So long, and thanks for all the love

Editor-in-chief Julie Cortez is finishing up work with PQ Monthly and El Hispanic News this month before moving to Ashland for a job with the Oregon Shakespeare Festival. Photos by Jules Garza, Izzy Ventura, Erin Rook, Melanie Davis, Christopher Alvarez, PQ Monthly
Editor-in-chief Julie Cortez is finishing up work with PQ Monthly and El Hispanic News this month before moving to Ashland for a job with the Oregon Shakespeare Festival. Photos by Jules Garza, Izzy Ventura, Erin Rook, Melanie Davis, Christopher Alvarez, PQ Monthly

I stare blankly at a blank page and blinking cursor. A handful of lyrics to Boyz II Men’s “It’s So Hard to Say Goodbye to Yesterday” are doing laps in my brain. (Note to self: Think of a cooler song and claim that was what was running through your head when you write this down. And please resist the urge to make a “Hitchhiker’s Guide to the Galaxy” reference in your headline. No need to go full nerd in your farewell address.)

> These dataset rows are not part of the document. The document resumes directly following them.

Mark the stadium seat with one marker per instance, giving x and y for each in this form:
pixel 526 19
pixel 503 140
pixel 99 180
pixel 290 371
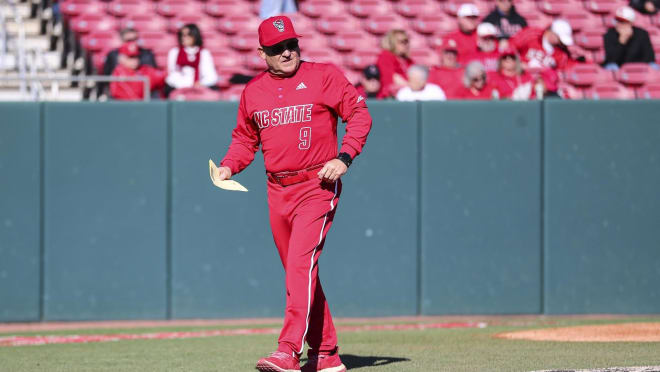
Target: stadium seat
pixel 585 75
pixel 556 7
pixel 649 91
pixel 122 8
pixel 611 90
pixel 380 24
pixel 238 23
pixel 416 8
pixel 321 8
pixel 590 40
pixel 634 74
pixel 603 6
pixel 332 24
pixel 434 24
pixel 358 60
pixel 349 41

Oops. Oh well, I’ve never been very good at not being me. I often admonish myself for laughing too loudly and smiling too widely, for telling too many dirty jokes, for eating and drinking with a bit too much gusto, for continuously outing myself as a know-it-all, and for my tendency to dress like I’m prepared for a day of housecleaning and light jogging. Tone it down and class it up, lady. No one makes passes at girls who crack jokes about bodily gasses.

I’ve gotten better at embracing my inevitable me-ness as I’ve aged (notice I didn’t say “matured”), but one personality trait I’ve been struggling mightily with lately is my resistance to change and complication. I’d totally marry my great loves Stability and Comfort if I weren’t so deathly afraid of the complexities polyandry would bring to my life.

Yet, here I am, about to pick up and move to a new town and a new job (Ashland, the Oregon Shakespeare Festival) after 16 years in Portland, nearly 13 years with El Hispanic News, and almost two with PQ Monthly. When our owner/publisher Melanie Davis came to me with the idea of launching a second paper, I resisted that change, too, but boy am I glad she didn’t take my “hell no” to heart. My consciousness and my circle of friends have expanded at a dizzying pace, and I’m certain a little time and distance will only further reveal to me just how ridiculously enriched my life has been by these last two years.

To our community: thank you for your passion, resilience, and willingness to educate and embrace me. To my PQ family: thank you for sharing your talent and your dedication, and for your warmth and support during trying times. I love you.